The severity of paralysis is related to SCI at T10 or above, and ASIA A, B or C and, the greater the severity of paralysis, the greater the degree of prostatic atrophy.13 In this study, 27 patients had ASIA A, with injuries at T10 or above, and therefore had severe paralysis according to this concept. Although in this study citrate levels were low regardless of the level and time of injury, we may perhaps infer that the severity of paralysis contributed to the low seminal citrate levels. However, what could we say about the four patients with high seminal citrate concentrations with severe paralysis. Frisbie et al.13 detected different degrees of prostatic atrophy and different prostate sizes in patients with severe paralysis.

We believe that the neurological dysfunction of the prostate is related to some factors, such as degree of prostatic atrophy, interrupted control of neuroendocrine cells, low testosterone levels during the first months of SCI and individual susceptibility. Thus, we think that the impact caused by SCI may lead to neurological dysfunction of the prostate of different magnitude among patients. To better elucidate this question, parameters such as seminal PSA and seminal citrate could be evaluated in patients with different degrees of severity of paralysis and correlated with the results of transrectal ultrasonopgraphy of the prostate.

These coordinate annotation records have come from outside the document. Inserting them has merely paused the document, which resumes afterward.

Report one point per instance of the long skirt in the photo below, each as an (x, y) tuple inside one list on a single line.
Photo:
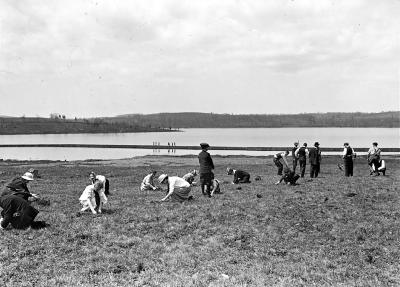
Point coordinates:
[(180, 194)]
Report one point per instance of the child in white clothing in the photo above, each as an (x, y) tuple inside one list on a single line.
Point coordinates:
[(87, 199)]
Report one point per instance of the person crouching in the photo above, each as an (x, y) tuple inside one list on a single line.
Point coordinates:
[(88, 200), (178, 189), (239, 176)]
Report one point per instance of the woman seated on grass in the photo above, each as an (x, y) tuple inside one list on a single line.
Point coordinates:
[(215, 187), (289, 177), (19, 187), (178, 189), (88, 200), (18, 212), (148, 182), (189, 177), (239, 176)]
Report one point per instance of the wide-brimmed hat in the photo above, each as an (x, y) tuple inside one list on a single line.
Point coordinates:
[(162, 177), (27, 176), (204, 145)]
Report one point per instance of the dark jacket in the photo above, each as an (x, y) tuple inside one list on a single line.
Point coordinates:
[(205, 161), (314, 155), (239, 175), (16, 211), (17, 187)]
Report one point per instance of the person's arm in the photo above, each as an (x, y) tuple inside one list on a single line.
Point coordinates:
[(171, 185), (148, 182), (285, 160), (296, 153), (90, 202), (278, 182)]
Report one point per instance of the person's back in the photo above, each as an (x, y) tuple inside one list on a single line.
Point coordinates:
[(16, 211), (205, 161)]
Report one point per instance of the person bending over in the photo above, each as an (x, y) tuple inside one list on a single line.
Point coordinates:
[(239, 176), (189, 177), (148, 182), (19, 187)]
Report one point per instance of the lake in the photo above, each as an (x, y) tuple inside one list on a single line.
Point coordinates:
[(256, 137)]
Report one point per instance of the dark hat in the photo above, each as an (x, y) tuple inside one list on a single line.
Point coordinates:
[(204, 145)]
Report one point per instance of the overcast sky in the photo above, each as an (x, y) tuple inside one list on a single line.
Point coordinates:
[(104, 58)]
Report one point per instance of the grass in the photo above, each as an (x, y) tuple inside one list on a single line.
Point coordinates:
[(331, 231)]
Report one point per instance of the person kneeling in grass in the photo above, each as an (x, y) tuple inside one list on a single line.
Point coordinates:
[(19, 213), (88, 200), (189, 177), (289, 177), (178, 189), (148, 182), (215, 187), (239, 176)]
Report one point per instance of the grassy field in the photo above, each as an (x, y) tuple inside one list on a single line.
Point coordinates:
[(330, 231)]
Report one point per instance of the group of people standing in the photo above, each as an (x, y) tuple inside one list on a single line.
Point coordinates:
[(17, 211)]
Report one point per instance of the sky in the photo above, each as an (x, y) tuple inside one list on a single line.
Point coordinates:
[(104, 58)]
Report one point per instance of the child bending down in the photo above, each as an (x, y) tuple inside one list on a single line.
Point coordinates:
[(88, 200)]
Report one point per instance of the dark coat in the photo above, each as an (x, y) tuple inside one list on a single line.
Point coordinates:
[(17, 187), (16, 211), (205, 161), (314, 155)]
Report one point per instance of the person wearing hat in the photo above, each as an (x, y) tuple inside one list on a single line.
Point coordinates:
[(277, 161), (314, 157), (373, 157), (295, 159), (17, 212), (148, 182), (301, 153), (178, 189), (189, 177), (19, 187), (289, 177), (348, 154), (239, 176), (102, 187), (206, 168)]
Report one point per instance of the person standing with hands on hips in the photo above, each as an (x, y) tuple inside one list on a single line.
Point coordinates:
[(301, 153), (206, 168), (348, 154)]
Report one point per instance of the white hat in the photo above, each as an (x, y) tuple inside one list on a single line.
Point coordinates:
[(27, 176), (162, 177)]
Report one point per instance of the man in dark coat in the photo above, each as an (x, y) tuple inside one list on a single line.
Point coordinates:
[(19, 186), (239, 176), (16, 211), (348, 154), (315, 160), (295, 159), (301, 153), (206, 167)]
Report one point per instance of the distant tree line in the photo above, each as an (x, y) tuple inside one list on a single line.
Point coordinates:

Neoplastic epithelial cells of the prostate lose the ability to produce and secrete citrate, with a consequent intracellular depletion of this marker.20 The use of prostate spectroscopy by NMR with a rectal bobbin has been well documented in the literature for the detection of cancer of the prostate by identification of tissue areas with low citrate levels.16 Kline et al.14 showed that seminal citrate determined by NMR spectroscopy is significantly reduced in patients with prostate cancer and indicated it as a new marker for the detection of this cancer, with greater accuracy compared with PSA. Thus, if indeed seminal citrate should be used as a marker of prostate cancer in the future, it is important to remember that patients with SCI may have lower seminal citrate levels than healthy men.

Conclusions

Patients with SCI have a significant reduction in seminal citrate level in comparison to healthy controls.